Per il resto della giornata ho avuto il mio personale team: una ventina di bambini che mi seguivano come un'ombra tra le risate di tutti i presenti.

Il weekend a Merti è stato senza dubbio un enorme dono inatteso e anche in questa occasione ho avuto la dimostrazione che nulla accade per caso, ma che siamo noi e soltanto noi a muovere le giuste energie per fare in modo che il Cronodestino compia il suo corso.

 

Le tre settimane in Kenya sono volate.
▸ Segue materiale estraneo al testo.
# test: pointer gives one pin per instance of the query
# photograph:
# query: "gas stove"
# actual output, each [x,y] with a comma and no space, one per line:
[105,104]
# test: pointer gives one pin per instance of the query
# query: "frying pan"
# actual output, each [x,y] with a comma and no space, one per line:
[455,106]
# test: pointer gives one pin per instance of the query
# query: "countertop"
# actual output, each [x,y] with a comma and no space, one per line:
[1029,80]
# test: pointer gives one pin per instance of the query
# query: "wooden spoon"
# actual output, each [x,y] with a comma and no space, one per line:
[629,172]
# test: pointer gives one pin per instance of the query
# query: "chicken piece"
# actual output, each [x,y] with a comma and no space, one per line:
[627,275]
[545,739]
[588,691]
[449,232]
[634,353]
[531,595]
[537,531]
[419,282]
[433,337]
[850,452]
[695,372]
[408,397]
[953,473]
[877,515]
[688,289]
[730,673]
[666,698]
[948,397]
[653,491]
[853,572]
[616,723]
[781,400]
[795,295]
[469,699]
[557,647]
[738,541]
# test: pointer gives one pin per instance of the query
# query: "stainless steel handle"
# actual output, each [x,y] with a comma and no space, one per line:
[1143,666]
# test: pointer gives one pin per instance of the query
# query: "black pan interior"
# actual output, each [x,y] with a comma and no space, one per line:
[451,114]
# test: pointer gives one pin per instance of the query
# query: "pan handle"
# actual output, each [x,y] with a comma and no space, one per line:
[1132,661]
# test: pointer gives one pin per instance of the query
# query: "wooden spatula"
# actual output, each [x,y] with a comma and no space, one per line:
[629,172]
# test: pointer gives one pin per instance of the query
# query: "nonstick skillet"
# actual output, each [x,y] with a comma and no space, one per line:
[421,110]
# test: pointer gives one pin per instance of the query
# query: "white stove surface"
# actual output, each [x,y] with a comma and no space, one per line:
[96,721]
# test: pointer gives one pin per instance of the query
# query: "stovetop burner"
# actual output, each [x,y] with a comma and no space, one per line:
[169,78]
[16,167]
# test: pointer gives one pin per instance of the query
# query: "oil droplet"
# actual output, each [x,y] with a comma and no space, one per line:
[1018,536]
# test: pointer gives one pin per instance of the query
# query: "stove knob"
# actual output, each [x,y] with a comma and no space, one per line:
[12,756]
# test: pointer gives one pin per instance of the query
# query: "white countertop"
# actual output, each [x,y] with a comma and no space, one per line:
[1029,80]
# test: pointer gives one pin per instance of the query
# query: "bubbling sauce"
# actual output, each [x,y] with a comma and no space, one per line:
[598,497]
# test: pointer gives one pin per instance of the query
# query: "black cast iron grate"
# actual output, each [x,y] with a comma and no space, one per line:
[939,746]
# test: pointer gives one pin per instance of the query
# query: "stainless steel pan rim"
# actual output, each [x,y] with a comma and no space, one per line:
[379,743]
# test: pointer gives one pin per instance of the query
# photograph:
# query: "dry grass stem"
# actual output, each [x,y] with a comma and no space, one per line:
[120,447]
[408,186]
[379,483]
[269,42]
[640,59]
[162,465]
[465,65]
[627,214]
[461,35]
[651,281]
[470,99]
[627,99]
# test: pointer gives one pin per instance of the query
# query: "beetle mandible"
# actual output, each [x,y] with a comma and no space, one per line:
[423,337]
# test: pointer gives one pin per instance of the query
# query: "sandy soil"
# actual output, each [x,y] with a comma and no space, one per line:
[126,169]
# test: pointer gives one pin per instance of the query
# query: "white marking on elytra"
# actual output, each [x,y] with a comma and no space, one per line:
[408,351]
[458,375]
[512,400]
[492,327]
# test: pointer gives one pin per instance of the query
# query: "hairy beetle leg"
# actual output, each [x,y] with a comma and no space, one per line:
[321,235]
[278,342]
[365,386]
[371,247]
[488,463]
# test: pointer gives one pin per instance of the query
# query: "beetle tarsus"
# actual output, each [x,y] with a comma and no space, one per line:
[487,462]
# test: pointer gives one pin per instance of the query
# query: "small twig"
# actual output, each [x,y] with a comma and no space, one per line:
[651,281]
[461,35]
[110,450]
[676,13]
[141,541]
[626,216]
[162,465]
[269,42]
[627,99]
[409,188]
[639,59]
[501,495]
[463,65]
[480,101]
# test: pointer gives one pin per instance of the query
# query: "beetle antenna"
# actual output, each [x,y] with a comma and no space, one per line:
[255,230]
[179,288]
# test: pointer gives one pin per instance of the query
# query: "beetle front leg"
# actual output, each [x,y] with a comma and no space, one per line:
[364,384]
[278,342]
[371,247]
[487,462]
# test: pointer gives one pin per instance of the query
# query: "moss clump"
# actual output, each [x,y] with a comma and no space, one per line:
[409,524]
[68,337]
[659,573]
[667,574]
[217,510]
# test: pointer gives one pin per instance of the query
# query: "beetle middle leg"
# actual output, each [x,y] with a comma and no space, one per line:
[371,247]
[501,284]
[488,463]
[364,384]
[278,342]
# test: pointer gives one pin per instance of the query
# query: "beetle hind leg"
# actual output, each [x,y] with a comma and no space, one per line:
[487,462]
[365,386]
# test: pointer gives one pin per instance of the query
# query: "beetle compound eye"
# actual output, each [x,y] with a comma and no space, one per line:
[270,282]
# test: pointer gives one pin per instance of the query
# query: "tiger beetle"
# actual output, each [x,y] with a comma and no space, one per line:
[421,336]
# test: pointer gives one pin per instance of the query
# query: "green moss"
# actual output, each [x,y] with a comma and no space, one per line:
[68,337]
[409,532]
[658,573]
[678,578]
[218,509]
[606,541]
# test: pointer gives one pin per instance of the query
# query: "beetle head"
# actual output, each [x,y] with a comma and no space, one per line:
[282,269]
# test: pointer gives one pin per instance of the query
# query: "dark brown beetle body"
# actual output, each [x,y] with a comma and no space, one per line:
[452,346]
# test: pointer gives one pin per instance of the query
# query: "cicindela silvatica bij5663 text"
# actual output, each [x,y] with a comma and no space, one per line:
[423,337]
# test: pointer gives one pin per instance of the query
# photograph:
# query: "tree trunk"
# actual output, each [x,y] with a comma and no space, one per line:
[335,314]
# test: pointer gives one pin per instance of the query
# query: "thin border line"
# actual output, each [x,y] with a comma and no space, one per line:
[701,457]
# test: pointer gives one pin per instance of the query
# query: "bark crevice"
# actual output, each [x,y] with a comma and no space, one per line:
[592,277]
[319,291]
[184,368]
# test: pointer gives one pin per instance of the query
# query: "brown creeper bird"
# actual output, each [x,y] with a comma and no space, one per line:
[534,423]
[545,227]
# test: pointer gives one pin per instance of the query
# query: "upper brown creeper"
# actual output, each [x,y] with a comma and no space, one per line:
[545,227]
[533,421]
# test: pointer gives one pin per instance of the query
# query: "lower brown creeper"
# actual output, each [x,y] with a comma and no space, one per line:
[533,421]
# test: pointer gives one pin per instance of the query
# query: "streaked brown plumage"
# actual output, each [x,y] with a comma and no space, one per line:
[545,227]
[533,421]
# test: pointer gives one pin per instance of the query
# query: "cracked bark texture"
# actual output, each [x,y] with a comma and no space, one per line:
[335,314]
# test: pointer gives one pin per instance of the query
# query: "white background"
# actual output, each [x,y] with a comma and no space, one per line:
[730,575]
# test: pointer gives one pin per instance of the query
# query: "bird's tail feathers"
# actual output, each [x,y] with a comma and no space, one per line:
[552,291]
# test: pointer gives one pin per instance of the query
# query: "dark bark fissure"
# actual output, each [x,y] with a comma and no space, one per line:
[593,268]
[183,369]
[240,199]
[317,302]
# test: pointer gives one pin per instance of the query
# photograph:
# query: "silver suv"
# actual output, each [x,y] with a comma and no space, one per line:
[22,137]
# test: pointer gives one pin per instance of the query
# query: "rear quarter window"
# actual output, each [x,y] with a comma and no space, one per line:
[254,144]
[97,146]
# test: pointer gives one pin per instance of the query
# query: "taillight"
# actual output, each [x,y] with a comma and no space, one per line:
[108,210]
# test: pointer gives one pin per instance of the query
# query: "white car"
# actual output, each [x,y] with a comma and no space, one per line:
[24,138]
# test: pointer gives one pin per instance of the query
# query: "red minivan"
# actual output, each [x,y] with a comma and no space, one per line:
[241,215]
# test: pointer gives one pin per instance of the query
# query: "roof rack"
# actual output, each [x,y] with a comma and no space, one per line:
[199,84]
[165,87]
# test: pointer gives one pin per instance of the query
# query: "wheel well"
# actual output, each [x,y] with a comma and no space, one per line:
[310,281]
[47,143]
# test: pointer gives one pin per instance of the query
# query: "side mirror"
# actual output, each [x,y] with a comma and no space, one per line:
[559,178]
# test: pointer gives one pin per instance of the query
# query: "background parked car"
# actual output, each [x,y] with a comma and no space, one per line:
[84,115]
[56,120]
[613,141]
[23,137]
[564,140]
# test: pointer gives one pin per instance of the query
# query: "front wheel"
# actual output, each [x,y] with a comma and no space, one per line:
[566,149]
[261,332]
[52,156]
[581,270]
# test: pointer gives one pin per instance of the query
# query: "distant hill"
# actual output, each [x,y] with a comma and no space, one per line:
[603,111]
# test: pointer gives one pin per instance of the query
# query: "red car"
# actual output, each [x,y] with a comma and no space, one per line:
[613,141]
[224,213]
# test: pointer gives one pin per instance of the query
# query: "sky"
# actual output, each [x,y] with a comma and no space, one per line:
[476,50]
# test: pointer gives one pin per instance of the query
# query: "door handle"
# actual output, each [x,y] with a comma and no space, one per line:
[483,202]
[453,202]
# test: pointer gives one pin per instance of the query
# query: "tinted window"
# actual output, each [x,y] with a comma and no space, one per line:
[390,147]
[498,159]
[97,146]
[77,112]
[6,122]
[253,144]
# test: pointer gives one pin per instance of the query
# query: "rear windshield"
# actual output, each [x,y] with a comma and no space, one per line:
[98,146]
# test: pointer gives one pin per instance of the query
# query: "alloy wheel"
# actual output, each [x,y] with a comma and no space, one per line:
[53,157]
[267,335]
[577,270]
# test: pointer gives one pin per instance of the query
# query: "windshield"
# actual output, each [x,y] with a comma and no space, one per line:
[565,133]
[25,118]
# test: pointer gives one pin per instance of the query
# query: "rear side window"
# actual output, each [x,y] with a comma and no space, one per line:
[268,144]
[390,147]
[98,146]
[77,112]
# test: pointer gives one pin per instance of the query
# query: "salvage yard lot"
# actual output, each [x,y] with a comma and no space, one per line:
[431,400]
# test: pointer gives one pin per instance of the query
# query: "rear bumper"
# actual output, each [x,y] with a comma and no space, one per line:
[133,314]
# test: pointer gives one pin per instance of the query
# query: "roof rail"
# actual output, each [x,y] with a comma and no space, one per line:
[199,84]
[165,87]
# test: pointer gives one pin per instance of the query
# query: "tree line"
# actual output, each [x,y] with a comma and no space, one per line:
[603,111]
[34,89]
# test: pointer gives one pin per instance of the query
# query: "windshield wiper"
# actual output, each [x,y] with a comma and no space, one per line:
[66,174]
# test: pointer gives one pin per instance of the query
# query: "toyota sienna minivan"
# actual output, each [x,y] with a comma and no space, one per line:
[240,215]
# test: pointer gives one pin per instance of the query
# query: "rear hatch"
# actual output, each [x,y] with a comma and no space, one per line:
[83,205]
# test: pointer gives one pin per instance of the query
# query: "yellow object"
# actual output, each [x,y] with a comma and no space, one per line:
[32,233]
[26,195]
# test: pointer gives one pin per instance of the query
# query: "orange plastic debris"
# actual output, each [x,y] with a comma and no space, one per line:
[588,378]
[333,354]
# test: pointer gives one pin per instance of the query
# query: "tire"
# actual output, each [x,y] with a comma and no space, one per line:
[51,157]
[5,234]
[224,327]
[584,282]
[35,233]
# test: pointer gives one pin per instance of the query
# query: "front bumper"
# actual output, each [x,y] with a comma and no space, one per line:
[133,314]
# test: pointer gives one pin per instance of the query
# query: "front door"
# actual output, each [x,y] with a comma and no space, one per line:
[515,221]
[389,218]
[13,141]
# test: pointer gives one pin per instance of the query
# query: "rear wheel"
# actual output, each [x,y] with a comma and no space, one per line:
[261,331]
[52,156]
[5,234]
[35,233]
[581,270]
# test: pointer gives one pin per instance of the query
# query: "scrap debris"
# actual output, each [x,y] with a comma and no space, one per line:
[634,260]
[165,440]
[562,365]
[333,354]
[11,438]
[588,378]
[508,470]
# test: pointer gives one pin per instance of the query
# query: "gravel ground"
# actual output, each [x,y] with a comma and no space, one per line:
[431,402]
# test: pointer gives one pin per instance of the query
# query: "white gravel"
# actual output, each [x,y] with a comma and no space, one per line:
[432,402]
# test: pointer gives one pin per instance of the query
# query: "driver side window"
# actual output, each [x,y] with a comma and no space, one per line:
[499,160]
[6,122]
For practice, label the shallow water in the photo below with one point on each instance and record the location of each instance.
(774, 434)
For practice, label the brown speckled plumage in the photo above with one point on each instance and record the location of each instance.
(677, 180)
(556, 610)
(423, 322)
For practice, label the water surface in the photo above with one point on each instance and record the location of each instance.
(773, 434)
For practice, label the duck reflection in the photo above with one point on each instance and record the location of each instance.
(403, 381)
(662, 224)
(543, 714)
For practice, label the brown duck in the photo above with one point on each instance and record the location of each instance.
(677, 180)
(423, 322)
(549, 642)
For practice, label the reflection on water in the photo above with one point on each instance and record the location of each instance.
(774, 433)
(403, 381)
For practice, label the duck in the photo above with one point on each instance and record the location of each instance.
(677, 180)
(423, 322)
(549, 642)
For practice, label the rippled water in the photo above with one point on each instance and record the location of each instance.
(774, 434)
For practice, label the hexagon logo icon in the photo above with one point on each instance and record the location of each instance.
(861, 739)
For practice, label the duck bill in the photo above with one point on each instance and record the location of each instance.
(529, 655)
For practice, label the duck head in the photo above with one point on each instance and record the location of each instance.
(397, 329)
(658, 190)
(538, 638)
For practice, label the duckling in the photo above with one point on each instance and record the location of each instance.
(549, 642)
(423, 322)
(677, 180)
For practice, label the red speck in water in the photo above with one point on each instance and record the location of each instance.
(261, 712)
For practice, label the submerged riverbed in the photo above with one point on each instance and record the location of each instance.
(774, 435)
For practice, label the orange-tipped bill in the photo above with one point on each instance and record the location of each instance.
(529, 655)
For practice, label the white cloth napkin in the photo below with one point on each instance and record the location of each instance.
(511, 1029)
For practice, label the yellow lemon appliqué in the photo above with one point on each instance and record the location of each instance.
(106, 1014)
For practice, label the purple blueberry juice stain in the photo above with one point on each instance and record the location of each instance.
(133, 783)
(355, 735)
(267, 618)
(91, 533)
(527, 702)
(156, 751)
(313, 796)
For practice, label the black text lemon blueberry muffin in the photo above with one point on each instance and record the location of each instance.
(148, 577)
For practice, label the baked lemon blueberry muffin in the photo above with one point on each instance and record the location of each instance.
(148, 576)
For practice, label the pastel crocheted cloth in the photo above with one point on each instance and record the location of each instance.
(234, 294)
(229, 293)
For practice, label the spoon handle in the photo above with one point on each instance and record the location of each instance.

Io sono piuttosto soddisfatta del lavoro svolto, ma la cosa più importante è che a distanza di un anno ho avuto la conferma di poter contare su me stessa. Forse dentro di me già lo sapevo, ma ho la convinzione che nulla ci può fermare, nemmeno quando arranchiamo col fango alle ginocchia, perché se abbiamo un obbiettivo e investiamo le nostre energie per raggiungerlo le difficoltà che incontreremo non saranno un reale ostacolo anzi. Tutto sta nel come affrontiamo queste traversie perché ho avuto la tangibile sensazione che per una porta che si chiude altre se ne aprono, bisogna solo avere la pazienza e la costanza di fare un passo dopo l'altro... E poi - che ve lo dico a fa' - siamo amazzoni!